The head bishop of a Lutheran Church in the district condemned the killing.

"Sorcery and sorcery-related killings are growing and the government needs to come up with a law to stop such practice," David Piso told The National newspaper.

"Many innocent and helpless people have been killed and tortured after being accused of witchcraft, but taking a life is against the teachings of the Bible and the laws of the country," Piso added.

It all started after Leniata's neighbor's young boy fell sick on Tuesday morning.  He complained of stomach and chest pains and was taken to Mt Hagen hospital where he died just a few hours later.  The boy's relatives were suspicious that sorcery was involved in the young boy's death and found out that two women had gone hiding in the jungle.

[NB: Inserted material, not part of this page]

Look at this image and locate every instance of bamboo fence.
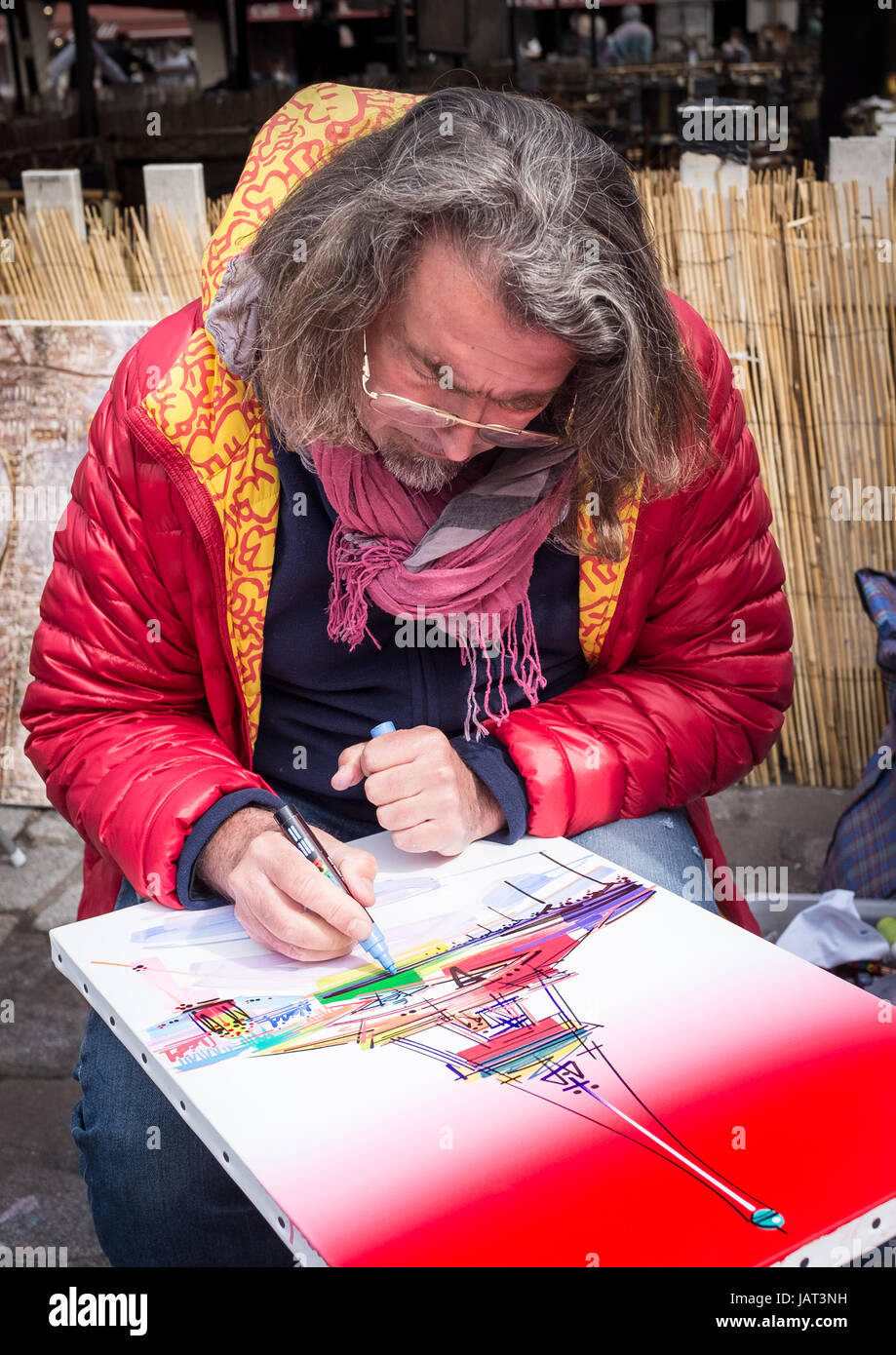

After the women were tracked down, they both admitted to practicing sorcery, but had done nothing to cause the boy's death.  Even so, the family held Leniata responsible and went to her hut 7am on Wednesday, stripped her and dragged the mother with her hands and feet bound to torture and death.  The young mother leaves behind two children, including an eight-month-old girl.

In a statement released today, Papua New Guinea's Prime Minister Peter O'Neill swore to bring justice.

"No one commits such a despicable act in the society that all of us, including Kepari, belong to," he said.

"Barbaric killings connected with alleged sorcery. Violence against women because of this belief that sorcery kills. These are becoming all too common in certain parts of the country," O'Neill said.  "It is reprehensible that women, the old and the weak in our society should be targeted for alleged sorcery or wrongs that they actually have nothing to do with."

The US embassy in Papua New Guinea also issued a statement today condemning the killing as "brutal murder," according to the AFP news agency, and evidence of "pervasive gender-based violence".

"We add our voice to those of Papua New Guinean religious and civil society leaders who have spoken out against the brutality inflicted upon Ms Leniata," the embassy said. "There is no possible justification for this sort of violence. We hope that appropriate resources are devoted to identifying, prosecuting, and punishing those responsible for Ms Leniata's murder."